In vitro pharmacokinetic model
The various in vitro tests for the determination of antimicrobial interactions involve testing of drugs at a static concentration without any change in concentration with time. However, the in vivo drug concentrations and ratio keep changing with time. To better simulate these changing conditions, PK models were designed. In a single-compartment model, a glass apparatus with inlet and outlet is maintained at 37°C. Fresh media with antimicrobial agents are loaded and the media from the apparatus are withdrawn using a peristaltic pump at a constant rate mimicking the elimination kinetics of the drug and the half-life at the standard dosing regimen of the drug tested. The compartment is charged with a standard inoculum and the change in organism load is compared between single agent and the combination.

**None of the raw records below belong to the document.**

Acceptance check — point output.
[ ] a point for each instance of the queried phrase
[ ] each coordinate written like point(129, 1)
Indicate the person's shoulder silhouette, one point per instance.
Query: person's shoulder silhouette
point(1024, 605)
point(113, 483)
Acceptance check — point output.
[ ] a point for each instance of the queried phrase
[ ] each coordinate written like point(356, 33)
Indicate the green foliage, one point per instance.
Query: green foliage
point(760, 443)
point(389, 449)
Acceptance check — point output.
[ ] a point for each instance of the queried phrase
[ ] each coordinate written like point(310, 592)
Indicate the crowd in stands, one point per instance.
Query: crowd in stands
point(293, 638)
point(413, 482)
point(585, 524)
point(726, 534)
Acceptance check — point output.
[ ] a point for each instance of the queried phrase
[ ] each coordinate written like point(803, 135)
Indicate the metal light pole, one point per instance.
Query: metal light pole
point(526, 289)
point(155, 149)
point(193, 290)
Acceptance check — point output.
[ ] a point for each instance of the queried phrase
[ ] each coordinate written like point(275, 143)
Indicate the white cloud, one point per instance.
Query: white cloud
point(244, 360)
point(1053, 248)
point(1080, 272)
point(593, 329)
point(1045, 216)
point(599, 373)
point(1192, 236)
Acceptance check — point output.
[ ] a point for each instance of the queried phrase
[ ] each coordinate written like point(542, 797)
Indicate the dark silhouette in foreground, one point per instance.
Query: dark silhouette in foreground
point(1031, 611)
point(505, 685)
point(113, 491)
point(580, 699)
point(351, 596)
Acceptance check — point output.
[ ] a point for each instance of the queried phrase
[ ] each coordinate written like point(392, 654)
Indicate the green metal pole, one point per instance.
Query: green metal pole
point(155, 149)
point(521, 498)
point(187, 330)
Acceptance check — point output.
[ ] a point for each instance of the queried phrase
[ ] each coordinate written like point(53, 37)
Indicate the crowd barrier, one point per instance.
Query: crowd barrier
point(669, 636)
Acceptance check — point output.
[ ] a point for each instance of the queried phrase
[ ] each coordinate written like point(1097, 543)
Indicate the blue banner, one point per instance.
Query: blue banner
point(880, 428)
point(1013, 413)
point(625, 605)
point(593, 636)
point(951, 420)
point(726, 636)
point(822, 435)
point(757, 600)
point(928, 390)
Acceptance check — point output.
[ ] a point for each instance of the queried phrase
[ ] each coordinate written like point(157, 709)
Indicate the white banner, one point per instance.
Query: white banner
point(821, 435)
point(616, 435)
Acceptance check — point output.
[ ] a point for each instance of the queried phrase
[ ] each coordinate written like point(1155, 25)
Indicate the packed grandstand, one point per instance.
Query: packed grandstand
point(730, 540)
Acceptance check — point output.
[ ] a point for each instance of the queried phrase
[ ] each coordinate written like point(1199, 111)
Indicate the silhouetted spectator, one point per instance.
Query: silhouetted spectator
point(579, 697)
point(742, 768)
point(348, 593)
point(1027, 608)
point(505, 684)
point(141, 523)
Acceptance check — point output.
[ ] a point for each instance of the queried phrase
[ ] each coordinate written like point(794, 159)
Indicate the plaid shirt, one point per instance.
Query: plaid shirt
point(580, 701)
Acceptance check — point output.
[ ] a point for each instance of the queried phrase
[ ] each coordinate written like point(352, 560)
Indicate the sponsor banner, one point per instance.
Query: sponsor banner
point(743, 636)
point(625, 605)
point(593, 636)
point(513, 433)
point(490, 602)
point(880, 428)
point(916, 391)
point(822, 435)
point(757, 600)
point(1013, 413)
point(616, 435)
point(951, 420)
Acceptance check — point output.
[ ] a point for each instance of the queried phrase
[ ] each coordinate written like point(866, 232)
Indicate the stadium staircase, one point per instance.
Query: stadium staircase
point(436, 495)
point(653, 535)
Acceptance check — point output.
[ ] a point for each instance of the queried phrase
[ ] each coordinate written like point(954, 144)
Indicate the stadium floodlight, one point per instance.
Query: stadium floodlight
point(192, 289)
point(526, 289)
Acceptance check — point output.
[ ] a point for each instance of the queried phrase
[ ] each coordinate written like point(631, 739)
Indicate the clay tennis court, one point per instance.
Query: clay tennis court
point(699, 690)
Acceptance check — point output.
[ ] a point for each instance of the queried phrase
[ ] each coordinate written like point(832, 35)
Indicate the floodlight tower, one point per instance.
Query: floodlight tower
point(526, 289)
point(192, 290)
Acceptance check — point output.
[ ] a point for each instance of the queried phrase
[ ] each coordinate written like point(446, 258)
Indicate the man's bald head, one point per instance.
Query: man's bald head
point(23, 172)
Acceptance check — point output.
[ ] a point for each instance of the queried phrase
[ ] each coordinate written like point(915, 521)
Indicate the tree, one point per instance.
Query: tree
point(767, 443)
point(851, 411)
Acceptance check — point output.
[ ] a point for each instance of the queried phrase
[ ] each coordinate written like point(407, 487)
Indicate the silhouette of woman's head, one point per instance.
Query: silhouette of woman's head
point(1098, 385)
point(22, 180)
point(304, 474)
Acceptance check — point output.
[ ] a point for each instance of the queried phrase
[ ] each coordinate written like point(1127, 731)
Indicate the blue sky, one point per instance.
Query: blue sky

In a two-compartment model, a similar central compartment as above was used with a constant volume with changing antimicrobial concentration. The compartment is connected to three or four dialyser unit which acts as the peripheral compartment. Each peripheral compartment containing 150 ml of the organism culture is exposed to a changing antimicrobial concentration similar to the central compartment. The whole system was then kept at 37°C. This method enables simultaneous testing of up to four isolates.,
The two models mimic the in vivo PK property of the individual agents at the standard dose and regimen. The change in CFU/ml was compared using a standard inoculum for the single-drug administration and the combination regimen at regular time intervals. Synergism is interpreted by decrease of ≥2 log10 CFU/ml compared to the best monotherapy regimen or AUKC analysis can be used to detect synergistic interactions.,
Hollow fibre infection model
The hollow fibre bioreactor is an important advancement in the in vitro combination testing. Currently available in vitro testing methods have a drawback of not examining time and concentration of the drug at various exposure concentrations. Hollow fibre model has an advantage of considering PK and PD parameters; thereby it mimics the in vivo conditions with dynamic concentration of drug over time. The bioreactor module contains thousands of filters with 200 μ in diameter. The peripheral chamber containing the bacteria is separated from the central compartment via semi-permeable membranes, which allows the flow of nutrients and other molecules in and out while retaining the bacteria. These fibres are designed in such a way that the fibre acts as barriers for the flow of contents. Drug concentration is adjusted through infusions at different intervals and by supplying fresh medium to promote dilution of the drug. By adjusting the volume of central reservoir, a state of dynamic concentration of the drug is created, without diluting the bacterial load in the peripheral compartment. Sampling is done from the peripheral compartment at different intervals to quantify the drug concentration and the bacterial count [Figure 5]. This phenomenon provides the reliable PK and PD profiles, which could be considered for clinical decision-making. Two-compartment hollow fibre infection models provide advantages over one-compartment model with respect to the variable concentration of drug exposure over time. Such in vitro PK/PD models are cost-effective and resource intensive. Moreover, it permits the investigation over considerable duration, which is not feasible to perform in animal models. However, this method is technically demanding and requires complex instruments and difficult to standardise.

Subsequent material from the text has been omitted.